Pero no era eso lo que quería contar, claro. A la vuelta de la veterinaria
pasamos por las típicas casas cercanas a la mía. La de Harry (Se hacía llamar
Harry, y andá a saber cuál era su nombre), la de Cesar que era de un ridículo
color verde agua (la casa, no Cesar), el kiosco del gordo Abelardo, y bien en
la esquina, la casa con patio grande lleno de leños desparramados, en la que
vivía don Gavino. Era un viejo de orejas colgantes y la nariz gigantesca,
poceada y roja. La casa era tan vieja como el dueño. El dueño era tan solitario
como yo. Estaba sentado en un tronco rodeado de los restos peludos y
sanguinolentos de una res. La boina echada para atrás y la bombacha manchada de
sangre, como siempre. Con una mano sostenía la pata del animal, con pezuña y
todo, y con la otra el cuchillo de despostar que manejaba de manera experta.
Gavino era jubilado del matadero. Odiaba los cuchillos desafilados y los perros
desobedientes. También los curiosos.
Los
hijos de Gavino eran expertos carneadores de reses ajenas, y usaban la casa del
pobre viejo como aguantadero. El viejo despostaba lo robado, era lo que sabía hacer
desde siempre, pobre.
“¡Adoquín,
vení para acá, hijo de puta!” le grité cuando vi que encaraba para la casa de
don Gavino. Y ya se escuchó un “¡Juera!” del viejo. “Se la pasa acá este” me
dijo con tono amistoso “Mascando cuero y revolcándose en la osamenta”.
A
los días me enteré que los hijos de
Gavino cayeron al fin en la cuadrada. Perdón, estaban presos. El viejo se quedó
sin nada que carnear y ya no lo vi sentado en el patio. Se guardó por varios
días.
Una
mañana volví a entretenerme mirando el gallinero del vecino, pero esta vez no
su morfología sino sus habitantes. “Que bichos de mierda” pensaba, textual.
Recordé
que una vez cuando era muy chico me llevaron al campo y yo quedé maravillado
con todos los animales. No me privé de nada: Me corrió una vaca (que no me
corrió, sino que se acercó porque son bichos muy curiosos y yo huí despavorido)

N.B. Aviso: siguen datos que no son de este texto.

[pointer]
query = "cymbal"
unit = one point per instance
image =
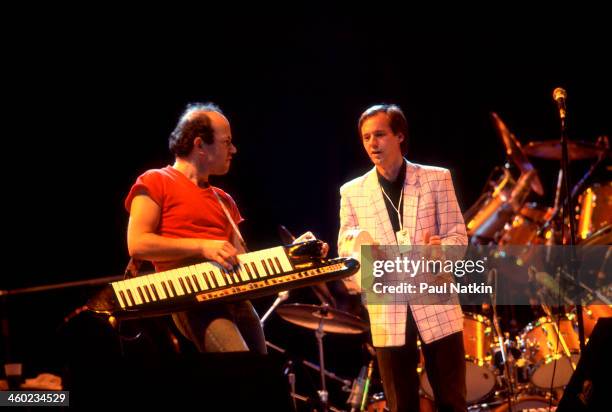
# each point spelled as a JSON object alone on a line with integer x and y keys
{"x": 514, "y": 151}
{"x": 551, "y": 149}
{"x": 334, "y": 320}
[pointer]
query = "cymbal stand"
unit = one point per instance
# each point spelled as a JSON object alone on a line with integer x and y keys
{"x": 502, "y": 345}
{"x": 323, "y": 394}
{"x": 345, "y": 382}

Un tero me sobrevoló de forma rasante (porque pasé caminando cerca de su nido)
Los chanchos me aturdieron, me topó el carnero y me meó un zorrino. Si hubiera
habido un elefante me pisaba, seguro. La nota de ternura, belleza e inocencia
la pusieron los pollitos. Yo los vi venir y me encantaron. El dueño de casa
(hijo de puta) me dijo “Agarrá uno si querés”. Era una trampa. Apenas agarré un
pollito chiquito y lindo la gallina madre me atacó, y me atacó feo. Gritando,
agitando las alas, con las patas para adelante. No me olvidé más.
Pensaba
en eso cuando Adoquín entró a la casa llevándose todo puesto y derribando sillas,
como siempre. Dije su nombre a medias, putié a medias, lo eché a medias, porque
antes de lograr a articular una frase volvió a golpearme un olor putrefacto.

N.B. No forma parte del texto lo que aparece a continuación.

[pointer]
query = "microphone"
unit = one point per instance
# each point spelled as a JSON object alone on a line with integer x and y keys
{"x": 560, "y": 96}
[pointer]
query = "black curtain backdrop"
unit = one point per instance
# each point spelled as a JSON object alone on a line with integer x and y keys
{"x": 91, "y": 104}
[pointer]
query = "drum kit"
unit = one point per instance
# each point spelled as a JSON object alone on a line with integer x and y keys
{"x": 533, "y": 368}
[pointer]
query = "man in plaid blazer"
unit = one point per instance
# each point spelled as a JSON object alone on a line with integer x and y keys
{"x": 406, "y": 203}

Pero no era el mismo de la otra vez. “¿Qué hiciste, loco?” El hedor era como
¿nueces podridas? Algo así. “Te volviste a revolcar en esa porquería, hermano,
me tenes harto”.
Fue
al otro día que encontraron muerto al viejo Gavino. Llevaba fallecido varios
días. Su hija llorando me dijo “Se murió solo por culpa de mis hermanos. No se
aguantó las malas noticias, se dejó morir. Pobrecito, que final miserable.
Hasta encontramos un charco de meada y pelos de perro en su cuerpo”.